Not Apollo

 

Martin Winkler lists “some non-classical Apollos” in Cinema and Classical Texts: Apollo’s new light (Cambridge University Press: Cambridge 2009), 90 fn. 36:

            Battlestar Gallactica (1978) and related productions: Captain Apollo

            Battlestar Gallactica: the second coming (1999): promoted to Commander Apollo

            Jetsons: the movie (1990): Apollo Blue, a character (not eleaborated by Winkler)

            B.A. Rolfe, creator, Miss 139 (1921 film): Professor Apollo Cawber

            D.W. Griffith, director, The White Rose (1923): a character is nicknamed Apollo

            Sydney Morgan, Shadow of Egypt (1924): a character named Apollo

            Henry Hathaway, director, Johnny Apollo (1940 film noir): protagonist’s alias

                     Daniel Mann, director, A Dream of Kings (1969 film): a character named Apollo
Mann’s A Dream of Kings is based on “a work by Harry Mark Petrakis and set among Chicago’s Greek population.”

J.G. Avildsen, director, Rocky (1976) [and then S. Stalone, dir.] 4 of 5 films feature Apollo Creed

Hercules: the legendary journey ... mentioned but not explicated by Winkler

Mamoru Hamasu and Yoshikazu Yasuhiko, directors, Arion (Japanese anime 1986): Apollo is a ‘bad guy’ who wants to rule over the Titans

Gregory J. Markopoulos, director, The Illiac Passion (1967): Apollo has a role in the narrative that is ‘loosely based’ on Aeschylus’ Promtheus Bound, though Aeschylus did not conceive the role of Apollo

E.B. Hesser, director, The Triumph of Venus (silent film 1918): a “curio” with an Apollo

A. Patrick, director, The Affairs of Aphrodite (1970): another ‘curio’ with an Apollo

Magnum, P.I. (80’s television series): featured two Dobermans named Apollo and Zeus

 

Winkler’s list raises some question in my mind:

1)    Winkler assembles this listing (above) under the presumption that these usages are based less on Greek mythology than they are on “constellations and ... space travel.” He specifically links them to “science fiction.” Is that really the case? Is it true for all of them? Indeed, 1/3 of the list is comprised of pre-Sputnik usages.

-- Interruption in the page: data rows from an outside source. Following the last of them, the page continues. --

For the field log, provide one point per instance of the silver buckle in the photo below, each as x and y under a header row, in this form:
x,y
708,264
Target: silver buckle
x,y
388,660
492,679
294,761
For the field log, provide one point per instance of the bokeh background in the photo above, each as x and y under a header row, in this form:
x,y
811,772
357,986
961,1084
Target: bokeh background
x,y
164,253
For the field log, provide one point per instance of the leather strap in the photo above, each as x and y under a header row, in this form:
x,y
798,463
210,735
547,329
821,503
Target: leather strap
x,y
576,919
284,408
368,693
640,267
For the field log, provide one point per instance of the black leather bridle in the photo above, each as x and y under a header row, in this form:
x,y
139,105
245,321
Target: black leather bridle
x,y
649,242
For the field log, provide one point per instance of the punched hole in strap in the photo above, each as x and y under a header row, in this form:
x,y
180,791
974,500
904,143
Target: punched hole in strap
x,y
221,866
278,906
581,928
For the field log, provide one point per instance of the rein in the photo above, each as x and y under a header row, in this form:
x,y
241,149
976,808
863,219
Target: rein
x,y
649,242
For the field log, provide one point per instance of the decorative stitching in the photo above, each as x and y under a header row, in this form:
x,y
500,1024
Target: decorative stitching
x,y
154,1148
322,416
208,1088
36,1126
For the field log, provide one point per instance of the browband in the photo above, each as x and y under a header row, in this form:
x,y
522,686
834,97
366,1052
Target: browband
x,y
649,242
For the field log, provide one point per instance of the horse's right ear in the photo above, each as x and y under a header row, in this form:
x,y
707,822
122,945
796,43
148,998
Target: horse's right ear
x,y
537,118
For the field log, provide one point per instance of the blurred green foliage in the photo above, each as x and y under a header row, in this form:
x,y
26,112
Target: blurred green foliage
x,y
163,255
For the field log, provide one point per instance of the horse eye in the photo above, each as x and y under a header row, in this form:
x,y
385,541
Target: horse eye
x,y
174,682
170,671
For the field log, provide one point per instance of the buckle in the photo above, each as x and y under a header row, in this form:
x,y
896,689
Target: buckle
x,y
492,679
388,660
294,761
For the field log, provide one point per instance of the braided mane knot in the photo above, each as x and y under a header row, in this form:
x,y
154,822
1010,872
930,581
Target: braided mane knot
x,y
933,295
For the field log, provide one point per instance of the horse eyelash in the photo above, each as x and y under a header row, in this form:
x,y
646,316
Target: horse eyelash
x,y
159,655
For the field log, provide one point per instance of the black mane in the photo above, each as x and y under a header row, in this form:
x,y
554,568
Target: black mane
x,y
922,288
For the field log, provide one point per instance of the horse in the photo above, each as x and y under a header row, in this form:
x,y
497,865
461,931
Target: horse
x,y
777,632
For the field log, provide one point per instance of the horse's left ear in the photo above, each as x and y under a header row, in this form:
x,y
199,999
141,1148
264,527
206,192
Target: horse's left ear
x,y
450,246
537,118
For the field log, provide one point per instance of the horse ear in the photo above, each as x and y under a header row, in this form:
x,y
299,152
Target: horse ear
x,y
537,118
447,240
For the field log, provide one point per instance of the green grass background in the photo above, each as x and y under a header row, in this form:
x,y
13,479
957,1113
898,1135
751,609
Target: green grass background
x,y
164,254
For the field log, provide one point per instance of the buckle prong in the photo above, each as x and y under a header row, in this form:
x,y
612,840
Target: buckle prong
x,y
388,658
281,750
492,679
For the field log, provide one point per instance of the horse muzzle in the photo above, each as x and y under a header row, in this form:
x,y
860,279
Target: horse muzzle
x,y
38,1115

2)    Winkler’s text, to which this note is a comment, pertains to “general historical and cultural amnesia” that is manifest in the Star Trek episode “Who Mourns for Adonais?”, an episode where such amnesia pertains. Should the instances above really be so blithely dismissed as “non-classical”?

3)    Would it not perhaps reward some digging, especially into the less obvious usages, to ask how the name was arrived at?

 

 

Apollonia:

            “...The first wife of Michael Corleone in Francis Ford Coppola’s The Godfather (1972) and Apollonius of Tyana in George Pal’s 7 Faces of Dr. Lao (1964), originally a first-century AD Greek philosopher and the subject of a fictionalized biography from the early third century.” (Winkler, op cit.)